PUNE (PTI): Chief of Naval Staff, Admiral R Hari Kumar, has said seas will drive the growth and prosperity in future and therefore it is very important to ensure the seas remain safe, stable and secure.

He also said that BRAHMOS is a very potent missile and it is evolving as far as its range, capability, lethality and other aspects are concerned.

Notably, the Cabinet Committee on Security (CCS) has accorded approval for the procurement of more than 200 BRAHMOS supersonic cruise missiles and associated equipment for the Indian Navy at a cost of around Rs 19,000 crore.

Speaking at the Maharashtra MSME Defence Expo organised here on Monday, the naval chief said in the current and future security paradigms, concerns about the proliferation of sensitive technologies like WMD (weapons of mass destruction), missiles and drones have assumed new roles because non-state actors and rogue states are using them for asymmetric advantage.

He said 88 per cent of the country's oil imports are from the seas and the exclusive economic zone, which is about 2 million square km, contains a significant amount of marine resources and wealth.

The seas and oceans around them are therefore of great importance for the economy, he added.

"As our nation tries to find a rightful place in the comity of nations, it is given that the seas will drive growth and prosperity in the future. As we move to the third largest economy, the maximum trade will go through seas, and therefore, it is very important to ensure seas remain safe, stable and secure, and that is the job of marine, maritime security agencies like the Indian Navy and Coast Guards," he said.

Admiral Kumar said he is convinced the country is currently transiting through a contested present into an uncertain future, and there will be intense competition across the entire spectrum.

"These are also aggravated because of the non-state actors, state-sponsored actors, business and interest groups utilising disruptive technologies," he said.

While the future is already difficult to predict, the uncertainties which define the estimates for the forthcoming decades are truly significant. These are the outcome of rapidly expanding scope, scale and depth of capabilities that certain emerging drivers offer, and one such driver is technology, he said.

In the current and future paradigms, concerns about the proliferation of sensitive technologies like WMD, missiles and drones have assumed a new role because non-state actors and rogue states are using these technologies for asymmetric advantage, as is being seen in West Asia today, the naval chief said.

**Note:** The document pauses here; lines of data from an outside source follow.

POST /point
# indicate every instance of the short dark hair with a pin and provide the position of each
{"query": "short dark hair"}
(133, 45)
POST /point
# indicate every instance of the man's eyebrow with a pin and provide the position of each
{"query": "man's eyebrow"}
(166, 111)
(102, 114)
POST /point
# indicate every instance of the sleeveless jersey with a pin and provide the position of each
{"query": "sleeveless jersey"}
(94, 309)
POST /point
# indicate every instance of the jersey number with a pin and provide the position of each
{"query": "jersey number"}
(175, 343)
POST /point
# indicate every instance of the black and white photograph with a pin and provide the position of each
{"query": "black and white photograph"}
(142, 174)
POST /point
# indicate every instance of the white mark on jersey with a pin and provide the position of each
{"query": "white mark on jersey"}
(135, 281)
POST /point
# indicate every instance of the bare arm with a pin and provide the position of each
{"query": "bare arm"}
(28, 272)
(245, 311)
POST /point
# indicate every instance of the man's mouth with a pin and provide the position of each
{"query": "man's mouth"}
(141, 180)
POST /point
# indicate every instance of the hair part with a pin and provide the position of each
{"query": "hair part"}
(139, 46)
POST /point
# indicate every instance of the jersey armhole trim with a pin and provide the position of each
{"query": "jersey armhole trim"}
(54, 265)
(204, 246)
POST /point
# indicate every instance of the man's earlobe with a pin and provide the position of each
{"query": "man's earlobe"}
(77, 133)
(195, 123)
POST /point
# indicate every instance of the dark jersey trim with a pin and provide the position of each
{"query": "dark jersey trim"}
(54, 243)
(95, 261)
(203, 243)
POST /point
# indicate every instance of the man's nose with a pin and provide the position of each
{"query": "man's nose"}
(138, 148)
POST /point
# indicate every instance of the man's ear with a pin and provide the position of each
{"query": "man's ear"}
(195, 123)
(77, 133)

"So, the Indian Navy remains at the forefront in safeguarding the critical global trade routes and India's maritime interests with the ongoing anti-drone and anti-piracy operations, protecting merchant vessels, both in the north and west Arabian Sea from missile attacks and pirates," he said.

The Indian Navy will not hesitate to deploy a full spectrum of capabilities to ensure the safety, security and stability of the Indian Ocean Region (IOR), he said.

Admiral Kumar said that in 'Atmanirbhar Bharat', the key pillar is the "atmanirbhar" (self-reliant) defence industry.

"While it has commercial and fiscal facets, one must remain cognisant that atmanirbharta and defence are no longer an economic imperative, but a strategic requirement for retaining strategic autonomy, as depending on external sources for defence equipment would become a strategic vulnerability which can hamper the security and growth of the nation, and this is something that cannot be compromised," he said.

The Indian Navy's current strength is about 130-plus ships and 250 aircraft, he said, adding that they anticipate this will grow to 175 ships and 400 aircraft by 2035.

Later, speaking to reporters about the CCS clearing a deal for 200 BRAHMOS missiles for the Indian Navy, Admiral Kumar said BRAHMOS is a very potent missile and it is evolving as far as its range, capability, lethality and other aspects are concerned.

"The fact is that it is made in India, and we are no longer dependent on anybody else. It can be repaired and spares are available. It is going to be the mainstay for something, and that is why we are replacing all our old missile systems which we got from other countries and installing BRAHMOS as we got the expertise to install it in a very quick time," he said.